The hypothesis that interictal and ictal activity share the same neural origins is the impetus for including interictal MEG studies in the presurgical evaluation. However, determining the ictal onset zone by employing interictal MEG or interictal ESI may not necessarily coincide with the ictal onset zone (8). Concordance reliability measures can be potentially maximized when comparing the orientation and location of the interictal dipole models with ictal EEG patterns in combination with other diagnostic functional neurovisualization modalities. In effect, a multimodality presurgical targeting map can be generated for planning resection of the ictal onset zone by improving spatial and temporal resolution and, therefore, minimizing the numbers of intracranial electrodes necessary for pre-resective invasive monitoring.

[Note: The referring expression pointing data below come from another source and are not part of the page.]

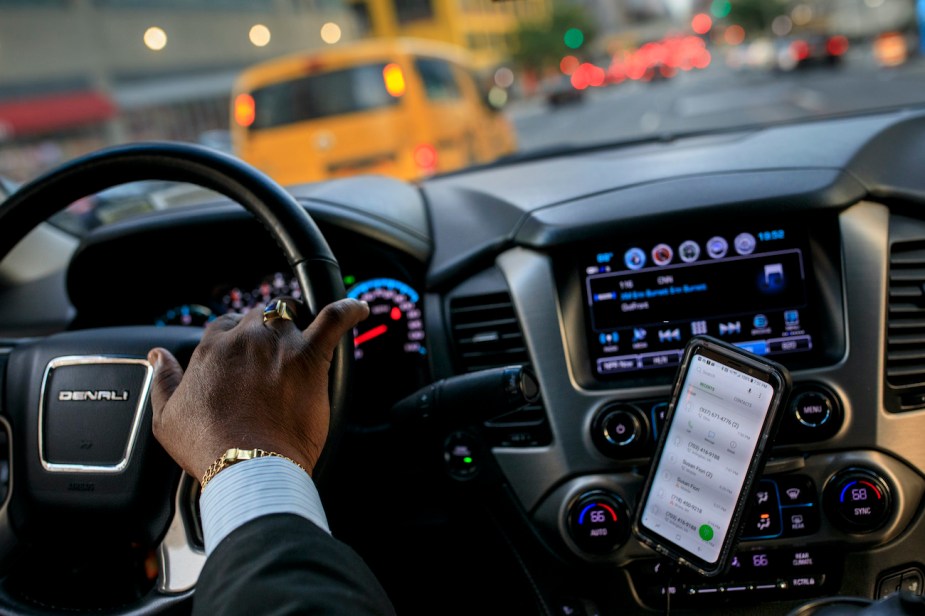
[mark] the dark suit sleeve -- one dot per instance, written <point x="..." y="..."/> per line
<point x="285" y="564"/>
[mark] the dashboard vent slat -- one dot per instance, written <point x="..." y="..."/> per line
<point x="905" y="352"/>
<point x="486" y="334"/>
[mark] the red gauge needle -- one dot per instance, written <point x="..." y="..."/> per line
<point x="369" y="335"/>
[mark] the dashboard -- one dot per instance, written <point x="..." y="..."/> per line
<point x="803" y="242"/>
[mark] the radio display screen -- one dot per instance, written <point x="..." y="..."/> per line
<point x="646" y="299"/>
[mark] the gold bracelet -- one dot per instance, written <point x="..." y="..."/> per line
<point x="234" y="455"/>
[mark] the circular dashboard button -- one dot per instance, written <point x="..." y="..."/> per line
<point x="598" y="522"/>
<point x="621" y="428"/>
<point x="858" y="500"/>
<point x="619" y="431"/>
<point x="813" y="408"/>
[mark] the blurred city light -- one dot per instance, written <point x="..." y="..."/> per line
<point x="574" y="38"/>
<point x="802" y="14"/>
<point x="504" y="77"/>
<point x="721" y="8"/>
<point x="837" y="45"/>
<point x="701" y="23"/>
<point x="330" y="33"/>
<point x="734" y="35"/>
<point x="890" y="49"/>
<point x="244" y="110"/>
<point x="394" y="80"/>
<point x="259" y="35"/>
<point x="497" y="97"/>
<point x="782" y="25"/>
<point x="569" y="64"/>
<point x="155" y="38"/>
<point x="425" y="157"/>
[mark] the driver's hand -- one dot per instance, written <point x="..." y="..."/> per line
<point x="250" y="384"/>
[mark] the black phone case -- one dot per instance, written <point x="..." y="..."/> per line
<point x="769" y="429"/>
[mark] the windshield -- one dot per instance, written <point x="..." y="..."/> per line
<point x="307" y="90"/>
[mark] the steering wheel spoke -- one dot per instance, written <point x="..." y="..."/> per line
<point x="97" y="501"/>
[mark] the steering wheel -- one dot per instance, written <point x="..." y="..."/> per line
<point x="90" y="488"/>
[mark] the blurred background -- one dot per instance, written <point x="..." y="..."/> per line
<point x="76" y="75"/>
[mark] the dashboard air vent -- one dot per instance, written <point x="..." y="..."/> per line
<point x="486" y="332"/>
<point x="905" y="361"/>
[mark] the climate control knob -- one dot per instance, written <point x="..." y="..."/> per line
<point x="620" y="431"/>
<point x="598" y="522"/>
<point x="858" y="500"/>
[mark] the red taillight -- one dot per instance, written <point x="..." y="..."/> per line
<point x="800" y="50"/>
<point x="837" y="45"/>
<point x="425" y="157"/>
<point x="244" y="110"/>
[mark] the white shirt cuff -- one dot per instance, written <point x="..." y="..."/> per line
<point x="255" y="488"/>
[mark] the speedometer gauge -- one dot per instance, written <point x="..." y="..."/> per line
<point x="389" y="346"/>
<point x="394" y="325"/>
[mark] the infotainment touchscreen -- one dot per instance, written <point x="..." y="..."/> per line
<point x="645" y="299"/>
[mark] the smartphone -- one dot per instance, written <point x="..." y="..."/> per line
<point x="723" y="412"/>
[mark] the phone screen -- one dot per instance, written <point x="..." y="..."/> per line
<point x="710" y="448"/>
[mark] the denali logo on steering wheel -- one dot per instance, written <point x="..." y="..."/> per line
<point x="109" y="395"/>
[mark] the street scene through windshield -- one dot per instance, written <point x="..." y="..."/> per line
<point x="308" y="90"/>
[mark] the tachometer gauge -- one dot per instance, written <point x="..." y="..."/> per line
<point x="394" y="326"/>
<point x="389" y="346"/>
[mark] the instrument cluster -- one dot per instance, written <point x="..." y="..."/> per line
<point x="390" y="345"/>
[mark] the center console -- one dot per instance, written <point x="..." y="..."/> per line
<point x="627" y="307"/>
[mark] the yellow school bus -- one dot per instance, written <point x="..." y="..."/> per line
<point x="400" y="107"/>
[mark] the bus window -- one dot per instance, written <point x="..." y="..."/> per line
<point x="438" y="78"/>
<point x="350" y="90"/>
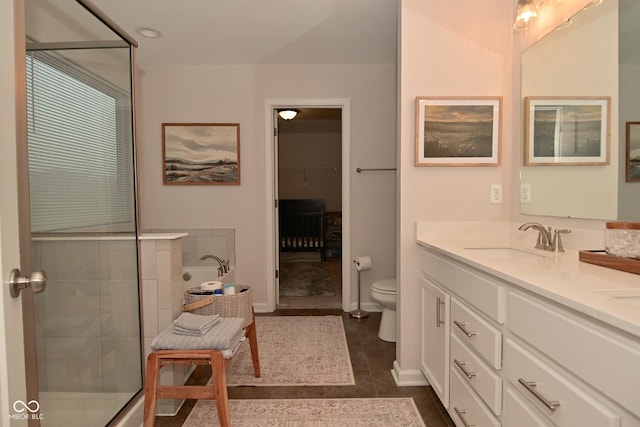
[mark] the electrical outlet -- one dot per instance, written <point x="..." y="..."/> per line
<point x="496" y="194"/>
<point x="525" y="193"/>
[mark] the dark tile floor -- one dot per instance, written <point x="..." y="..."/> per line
<point x="372" y="360"/>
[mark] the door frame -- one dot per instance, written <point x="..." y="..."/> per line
<point x="271" y="179"/>
<point x="12" y="130"/>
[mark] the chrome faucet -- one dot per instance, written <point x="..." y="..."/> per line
<point x="224" y="265"/>
<point x="545" y="240"/>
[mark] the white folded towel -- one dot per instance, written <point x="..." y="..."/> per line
<point x="194" y="324"/>
<point x="224" y="335"/>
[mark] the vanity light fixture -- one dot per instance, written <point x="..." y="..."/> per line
<point x="526" y="13"/>
<point x="288" y="113"/>
<point x="148" y="32"/>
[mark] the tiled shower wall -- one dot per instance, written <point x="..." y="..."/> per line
<point x="87" y="319"/>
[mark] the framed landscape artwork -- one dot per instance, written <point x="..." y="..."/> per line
<point x="453" y="131"/>
<point x="201" y="153"/>
<point x="567" y="131"/>
<point x="633" y="152"/>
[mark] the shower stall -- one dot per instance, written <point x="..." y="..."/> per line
<point x="83" y="333"/>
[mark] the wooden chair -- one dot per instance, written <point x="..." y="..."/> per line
<point x="216" y="390"/>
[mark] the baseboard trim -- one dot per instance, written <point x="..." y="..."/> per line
<point x="408" y="377"/>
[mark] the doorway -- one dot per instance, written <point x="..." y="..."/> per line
<point x="309" y="181"/>
<point x="272" y="186"/>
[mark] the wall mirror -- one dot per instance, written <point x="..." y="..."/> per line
<point x="595" y="55"/>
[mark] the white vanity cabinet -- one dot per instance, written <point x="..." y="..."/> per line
<point x="518" y="359"/>
<point x="434" y="345"/>
<point x="467" y="347"/>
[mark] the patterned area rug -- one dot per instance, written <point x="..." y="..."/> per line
<point x="295" y="351"/>
<point x="303" y="279"/>
<point x="400" y="412"/>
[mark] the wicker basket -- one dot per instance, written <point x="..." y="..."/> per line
<point x="238" y="305"/>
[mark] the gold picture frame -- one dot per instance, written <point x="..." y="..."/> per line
<point x="458" y="131"/>
<point x="201" y="153"/>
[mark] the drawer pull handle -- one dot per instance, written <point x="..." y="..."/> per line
<point x="462" y="326"/>
<point x="439" y="302"/>
<point x="461" y="365"/>
<point x="461" y="413"/>
<point x="552" y="405"/>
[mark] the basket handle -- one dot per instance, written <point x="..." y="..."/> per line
<point x="197" y="304"/>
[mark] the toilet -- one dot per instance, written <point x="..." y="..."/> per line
<point x="383" y="292"/>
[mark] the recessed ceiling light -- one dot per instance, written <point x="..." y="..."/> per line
<point x="148" y="32"/>
<point x="594" y="3"/>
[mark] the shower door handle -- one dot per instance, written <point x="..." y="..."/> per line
<point x="37" y="281"/>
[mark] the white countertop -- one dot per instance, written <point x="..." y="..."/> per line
<point x="561" y="277"/>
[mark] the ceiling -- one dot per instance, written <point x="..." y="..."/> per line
<point x="221" y="32"/>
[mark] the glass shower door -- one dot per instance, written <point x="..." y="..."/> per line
<point x="82" y="216"/>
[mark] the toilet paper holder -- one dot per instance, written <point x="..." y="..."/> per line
<point x="362" y="264"/>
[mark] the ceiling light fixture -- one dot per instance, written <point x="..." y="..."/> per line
<point x="148" y="32"/>
<point x="526" y="14"/>
<point x="546" y="4"/>
<point x="594" y="3"/>
<point x="288" y="113"/>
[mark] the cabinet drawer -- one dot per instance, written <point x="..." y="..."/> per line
<point x="596" y="355"/>
<point x="477" y="333"/>
<point x="477" y="374"/>
<point x="466" y="407"/>
<point x="519" y="413"/>
<point x="575" y="407"/>
<point x="482" y="293"/>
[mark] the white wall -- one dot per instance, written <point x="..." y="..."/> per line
<point x="447" y="50"/>
<point x="236" y="94"/>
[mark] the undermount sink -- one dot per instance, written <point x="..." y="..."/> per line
<point x="506" y="252"/>
<point x="630" y="296"/>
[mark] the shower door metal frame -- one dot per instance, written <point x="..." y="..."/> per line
<point x="31" y="362"/>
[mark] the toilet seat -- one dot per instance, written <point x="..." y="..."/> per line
<point x="387" y="286"/>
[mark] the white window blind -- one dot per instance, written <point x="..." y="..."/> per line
<point x="80" y="151"/>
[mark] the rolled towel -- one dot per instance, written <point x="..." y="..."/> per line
<point x="222" y="336"/>
<point x="194" y="324"/>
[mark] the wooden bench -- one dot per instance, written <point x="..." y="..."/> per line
<point x="216" y="390"/>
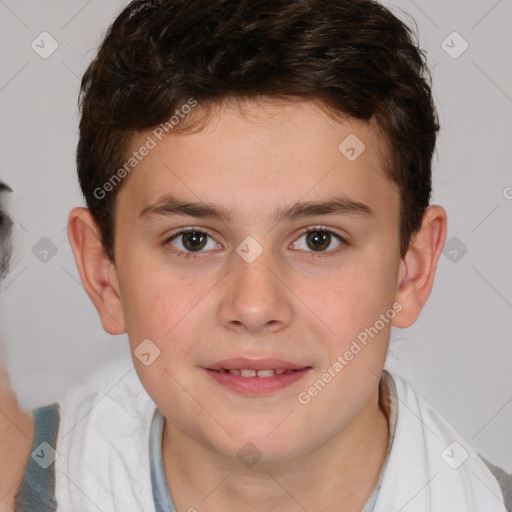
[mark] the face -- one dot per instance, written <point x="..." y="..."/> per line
<point x="289" y="253"/>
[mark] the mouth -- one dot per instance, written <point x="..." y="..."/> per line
<point x="256" y="376"/>
<point x="263" y="373"/>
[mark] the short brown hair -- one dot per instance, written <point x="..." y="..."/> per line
<point x="354" y="56"/>
<point x="5" y="235"/>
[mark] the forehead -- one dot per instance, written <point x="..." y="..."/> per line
<point x="252" y="156"/>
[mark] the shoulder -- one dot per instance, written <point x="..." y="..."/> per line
<point x="505" y="481"/>
<point x="37" y="489"/>
<point x="103" y="443"/>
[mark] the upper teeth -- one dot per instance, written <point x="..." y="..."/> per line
<point x="254" y="373"/>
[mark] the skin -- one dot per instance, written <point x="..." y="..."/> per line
<point x="16" y="433"/>
<point x="293" y="302"/>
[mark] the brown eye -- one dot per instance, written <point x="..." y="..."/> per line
<point x="192" y="241"/>
<point x="318" y="240"/>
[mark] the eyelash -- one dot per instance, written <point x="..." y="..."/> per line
<point x="320" y="254"/>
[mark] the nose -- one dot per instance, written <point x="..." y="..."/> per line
<point x="254" y="299"/>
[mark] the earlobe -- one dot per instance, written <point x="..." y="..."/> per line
<point x="418" y="266"/>
<point x="97" y="272"/>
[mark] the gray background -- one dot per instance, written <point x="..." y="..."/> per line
<point x="458" y="354"/>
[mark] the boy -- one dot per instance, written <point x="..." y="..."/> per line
<point x="15" y="424"/>
<point x="258" y="177"/>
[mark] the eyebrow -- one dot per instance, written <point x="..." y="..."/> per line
<point x="169" y="206"/>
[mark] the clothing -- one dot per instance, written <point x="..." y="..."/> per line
<point x="115" y="463"/>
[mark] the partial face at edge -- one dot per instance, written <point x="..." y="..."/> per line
<point x="304" y="299"/>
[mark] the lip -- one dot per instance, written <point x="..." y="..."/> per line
<point x="266" y="363"/>
<point x="256" y="385"/>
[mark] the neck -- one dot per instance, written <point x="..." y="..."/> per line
<point x="342" y="470"/>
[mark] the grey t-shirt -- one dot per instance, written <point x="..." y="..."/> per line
<point x="37" y="490"/>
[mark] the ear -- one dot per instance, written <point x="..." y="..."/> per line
<point x="97" y="273"/>
<point x="418" y="266"/>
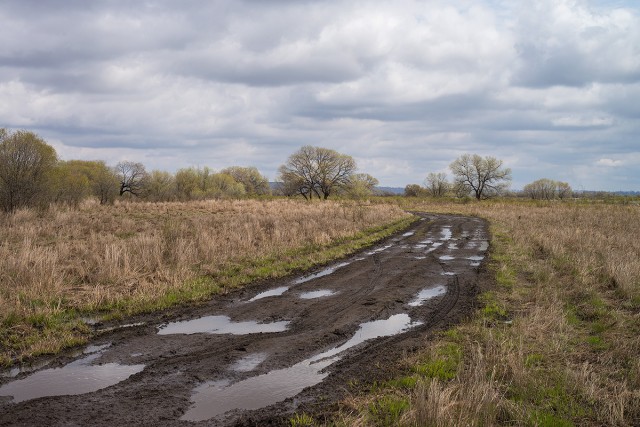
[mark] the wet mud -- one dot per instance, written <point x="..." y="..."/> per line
<point x="256" y="355"/>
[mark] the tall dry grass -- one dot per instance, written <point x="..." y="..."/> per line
<point x="559" y="342"/>
<point x="96" y="256"/>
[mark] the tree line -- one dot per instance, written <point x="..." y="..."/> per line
<point x="31" y="175"/>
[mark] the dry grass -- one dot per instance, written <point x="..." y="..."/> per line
<point x="558" y="339"/>
<point x="121" y="257"/>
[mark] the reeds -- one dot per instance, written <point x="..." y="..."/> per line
<point x="96" y="257"/>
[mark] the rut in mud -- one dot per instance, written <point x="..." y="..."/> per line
<point x="255" y="355"/>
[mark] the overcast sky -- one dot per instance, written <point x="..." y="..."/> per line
<point x="552" y="87"/>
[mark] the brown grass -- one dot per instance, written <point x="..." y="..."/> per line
<point x="558" y="339"/>
<point x="122" y="257"/>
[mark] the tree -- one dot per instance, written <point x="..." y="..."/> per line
<point x="483" y="177"/>
<point x="360" y="185"/>
<point x="414" y="190"/>
<point x="317" y="171"/>
<point x="254" y="183"/>
<point x="26" y="163"/>
<point x="132" y="177"/>
<point x="437" y="184"/>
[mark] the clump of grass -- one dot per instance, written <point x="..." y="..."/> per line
<point x="555" y="342"/>
<point x="114" y="261"/>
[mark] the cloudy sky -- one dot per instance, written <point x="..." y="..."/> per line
<point x="552" y="87"/>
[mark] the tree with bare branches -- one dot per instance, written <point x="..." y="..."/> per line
<point x="484" y="177"/>
<point x="317" y="171"/>
<point x="132" y="176"/>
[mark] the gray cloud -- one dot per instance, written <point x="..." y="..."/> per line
<point x="549" y="86"/>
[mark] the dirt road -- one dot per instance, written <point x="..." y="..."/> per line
<point x="255" y="355"/>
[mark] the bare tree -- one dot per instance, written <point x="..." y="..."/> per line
<point x="484" y="177"/>
<point x="26" y="162"/>
<point x="132" y="176"/>
<point x="437" y="184"/>
<point x="317" y="171"/>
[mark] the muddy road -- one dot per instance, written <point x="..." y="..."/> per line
<point x="255" y="355"/>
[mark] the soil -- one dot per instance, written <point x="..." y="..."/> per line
<point x="377" y="285"/>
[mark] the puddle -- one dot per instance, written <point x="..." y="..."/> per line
<point x="14" y="372"/>
<point x="221" y="325"/>
<point x="321" y="273"/>
<point x="215" y="398"/>
<point x="427" y="294"/>
<point x="316" y="294"/>
<point x="77" y="377"/>
<point x="271" y="293"/>
<point x="249" y="362"/>
<point x="95" y="348"/>
<point x="446" y="233"/>
<point x="375" y="251"/>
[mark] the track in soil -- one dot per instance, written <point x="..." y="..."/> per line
<point x="254" y="356"/>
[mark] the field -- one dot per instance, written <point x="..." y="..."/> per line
<point x="555" y="344"/>
<point x="63" y="265"/>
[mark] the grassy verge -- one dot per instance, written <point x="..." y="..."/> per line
<point x="556" y="341"/>
<point x="113" y="262"/>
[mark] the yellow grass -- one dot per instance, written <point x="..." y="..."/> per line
<point x="559" y="342"/>
<point x="123" y="256"/>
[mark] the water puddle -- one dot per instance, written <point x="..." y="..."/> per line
<point x="427" y="294"/>
<point x="375" y="251"/>
<point x="221" y="325"/>
<point x="77" y="377"/>
<point x="446" y="233"/>
<point x="321" y="273"/>
<point x="270" y="293"/>
<point x="216" y="398"/>
<point x="14" y="372"/>
<point x="249" y="362"/>
<point x="316" y="294"/>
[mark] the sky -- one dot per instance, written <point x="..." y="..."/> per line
<point x="551" y="87"/>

Nemtsas et al. demonstrate that high-density ictal ESI is a promising technique in select patients for facilitating identification of meaningful surgical targets for medically refractory focal-onset epilepsy. Studies involving larger patient numbers are necessary to determine whether continued development and refinement of complementary non-invasive multimodal functional imaging techniques can meaningfully increase positive clinical outcomes, minimize morbidity, and improve cost-effectiveness following resective epilepsy surgery.